The input is a two channel recording acquired with the same microscopy settings as the potentiometric recording, so a TMRM and a FLIPR channel. Single or multiple frames. The potentiometric medium is prepared either only with TMRM or on with FLIPR added. For FLIPR also a PM-PFA is prepared and added to the sample ~30 min before recording.

• Adjust channel numbers and the percentile level of background subtraction pipeline parameters to match the settings as you analyze the potentiometric time lapse recordings.
o If the cells are very sparse Use background level of 50 percentile.

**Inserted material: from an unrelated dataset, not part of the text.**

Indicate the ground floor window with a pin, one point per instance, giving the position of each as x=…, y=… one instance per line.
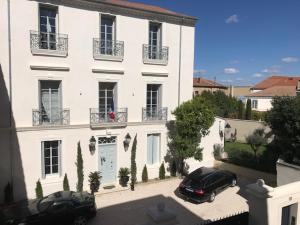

o If the culture is sub confluent Use background level of 20 percentile.
o If the culture is confluent Use background level of 5 percentile.
• Select the direction of crossbleed:
o For TMRM-loaded sample: first->second
o For FLIPR-loaded sample: second->first
• Run the pipeline, and observe the resultant Excel worksheet.
o The crossbleed coefficient for "first->second" channel appears in the bottom left corner of the matrix.
o The crossbleed coefficient for "second->first" channel appears in the top right corner of the matrix.
• Run the pipeline in all relevant positions (e.g. use the pull-down menu of the button to toggle mode for partial plate operation) and calculate the median of the coefficients in Excel independently for the two ways of crossbleed.
• Enter the spectral crossbleed matrix as ={{1,second->first},{first->second,1}} in the Mitochondrial membrane potential measurement (TMRM/FLIPR).
• Save the data by File/Save Excel Data if needed.